I hear what you are saying, Dwight, but I don’t know if I would want to call it a church. I can see redefining words like spiritual and spirituality, but the word church seems to definitely equate Christianity, while synogogue equates Judaism, mosque equates Muslim.

Good point, church=christian in most eyes, so I guess it’s time to do an ether extraction here and make people realize that there is a very important baby in that bathwater - the Mother Church we as a species crave, and which the theist moneychangers have appropriated as their own.

It’s up to good Humanists not to be robbed of their interest in this institution, which exists for good reason.

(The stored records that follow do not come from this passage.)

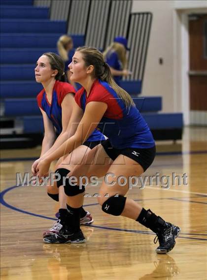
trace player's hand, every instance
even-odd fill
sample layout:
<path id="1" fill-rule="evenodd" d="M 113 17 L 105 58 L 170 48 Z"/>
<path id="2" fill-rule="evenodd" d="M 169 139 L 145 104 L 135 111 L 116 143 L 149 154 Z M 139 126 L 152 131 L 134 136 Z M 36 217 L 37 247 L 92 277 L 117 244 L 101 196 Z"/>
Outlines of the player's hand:
<path id="1" fill-rule="evenodd" d="M 36 174 L 36 168 L 37 166 L 37 164 L 40 161 L 40 159 L 38 158 L 38 159 L 36 160 L 34 163 L 33 165 L 32 166 L 32 173 L 33 175 L 35 175 Z"/>
<path id="2" fill-rule="evenodd" d="M 36 171 L 39 177 L 39 181 L 41 181 L 41 177 L 46 177 L 49 174 L 49 169 L 50 166 L 50 162 L 44 159 L 40 160 L 37 164 Z"/>

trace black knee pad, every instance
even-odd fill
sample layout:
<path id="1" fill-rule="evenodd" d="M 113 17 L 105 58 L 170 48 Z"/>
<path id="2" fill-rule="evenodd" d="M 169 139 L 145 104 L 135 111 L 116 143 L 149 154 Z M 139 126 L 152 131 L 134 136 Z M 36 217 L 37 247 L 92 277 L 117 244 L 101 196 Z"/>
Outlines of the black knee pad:
<path id="1" fill-rule="evenodd" d="M 74 196 L 80 193 L 84 192 L 85 187 L 82 186 L 82 188 L 76 185 L 73 186 L 70 185 L 69 183 L 69 179 L 67 178 L 66 180 L 66 184 L 64 186 L 65 193 L 68 196 Z"/>
<path id="2" fill-rule="evenodd" d="M 57 194 L 52 194 L 47 193 L 47 194 L 50 196 L 51 198 L 55 200 L 55 201 L 59 201 L 59 194 L 58 193 Z"/>
<path id="3" fill-rule="evenodd" d="M 66 177 L 69 172 L 70 172 L 70 171 L 66 168 L 58 168 L 55 171 L 55 173 L 58 173 L 61 176 L 60 180 L 57 181 L 57 186 L 58 188 L 63 185 L 63 177 Z M 57 179 L 58 176 L 55 176 L 55 178 Z"/>
<path id="4" fill-rule="evenodd" d="M 102 210 L 107 214 L 119 216 L 124 210 L 126 199 L 127 198 L 122 195 L 111 196 L 104 202 Z"/>

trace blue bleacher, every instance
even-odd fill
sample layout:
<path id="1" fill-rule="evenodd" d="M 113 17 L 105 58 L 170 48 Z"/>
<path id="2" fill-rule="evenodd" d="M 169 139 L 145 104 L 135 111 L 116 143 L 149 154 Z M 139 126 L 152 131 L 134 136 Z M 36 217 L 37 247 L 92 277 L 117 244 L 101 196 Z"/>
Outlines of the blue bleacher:
<path id="1" fill-rule="evenodd" d="M 57 53 L 56 48 L 40 48 L 21 49 L 3 48 L 0 52 L 1 64 L 33 64 L 44 53 Z"/>
<path id="2" fill-rule="evenodd" d="M 1 19 L 1 33 L 66 33 L 66 22 L 48 19 Z"/>
<path id="3" fill-rule="evenodd" d="M 1 6 L 0 8 L 1 19 L 41 19 L 48 18 L 49 9 L 46 7 L 34 7 L 33 6 Z"/>
<path id="4" fill-rule="evenodd" d="M 1 5 L 33 5 L 33 0 L 1 0 Z"/>
<path id="5" fill-rule="evenodd" d="M 35 81 L 3 81 L 0 83 L 3 99 L 35 97 L 42 89 L 42 84 Z"/>
<path id="6" fill-rule="evenodd" d="M 65 31 L 60 33 L 2 33 L 0 35 L 1 48 L 54 48 L 59 37 Z M 71 35 L 74 47 L 84 44 L 83 35 Z"/>
<path id="7" fill-rule="evenodd" d="M 24 133 L 42 133 L 42 118 L 35 98 L 42 86 L 35 82 L 34 69 L 42 53 L 57 52 L 57 40 L 67 33 L 66 22 L 50 21 L 48 8 L 34 7 L 32 0 L 1 0 L 0 4 L 0 86 L 4 116 L 18 116 L 22 120 Z M 84 35 L 71 36 L 74 48 L 84 44 Z M 161 97 L 139 97 L 141 80 L 124 80 L 120 83 L 131 95 L 153 132 L 181 131 L 182 114 L 159 112 L 162 109 Z M 168 138 L 168 133 L 165 137 Z M 174 136 L 171 137 L 169 138 L 174 139 Z M 180 136 L 175 137 L 180 139 Z"/>

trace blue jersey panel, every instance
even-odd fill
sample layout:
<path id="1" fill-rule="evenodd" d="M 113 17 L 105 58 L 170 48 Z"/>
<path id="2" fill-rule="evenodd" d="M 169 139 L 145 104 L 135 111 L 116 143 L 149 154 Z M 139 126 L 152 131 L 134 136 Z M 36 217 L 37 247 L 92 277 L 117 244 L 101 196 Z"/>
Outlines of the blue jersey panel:
<path id="1" fill-rule="evenodd" d="M 47 116 L 56 129 L 57 134 L 60 134 L 62 131 L 62 108 L 58 105 L 56 91 L 55 90 L 53 91 L 51 105 L 48 104 L 46 100 L 46 93 L 44 92 L 41 105 Z"/>
<path id="2" fill-rule="evenodd" d="M 154 146 L 155 142 L 151 132 L 138 110 L 133 105 L 126 107 L 107 83 L 101 80 L 99 82 L 110 93 L 112 98 L 118 101 L 118 105 L 123 112 L 123 117 L 118 119 L 104 116 L 98 126 L 102 132 L 109 138 L 112 146 L 118 149 Z"/>
<path id="3" fill-rule="evenodd" d="M 85 111 L 86 107 L 86 92 L 84 91 L 81 96 L 81 102 L 83 110 Z M 101 141 L 102 140 L 105 140 L 105 138 L 103 134 L 99 131 L 97 129 L 95 129 L 94 131 L 91 134 L 87 139 L 87 141 L 91 142 L 94 142 L 95 141 Z"/>

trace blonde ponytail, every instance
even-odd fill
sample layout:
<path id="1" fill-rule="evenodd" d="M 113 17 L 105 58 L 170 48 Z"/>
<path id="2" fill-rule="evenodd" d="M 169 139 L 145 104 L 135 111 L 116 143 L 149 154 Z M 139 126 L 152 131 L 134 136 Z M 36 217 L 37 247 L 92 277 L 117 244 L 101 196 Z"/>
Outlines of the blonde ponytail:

I can see having “reverence” for nature too, but until it is successfully redefined to include a non-religious view, people will hear a religious connotation to it, which can be a turn-off to the non-religious. Words like awe and awesome have successfully “evolved” to have a non-religious view too, so it is possible to redefine words.

The quickest way to resolve the inchoateness would be to put our heads together and put the words together : Humanist Church. the reader has to sort out the two. “But a Humanist is an atheist!!” is the first pass, granted, but once it’s realized that everyone in the church is an atheist, the concept becomes clear, the contradiction is resolved.

I don’t know if you listen to Sweet Reason on Humanist News Network, but she seems to have the same thoughts too. However, I think words like church will not change or IF they do, it will take far far longer than other words.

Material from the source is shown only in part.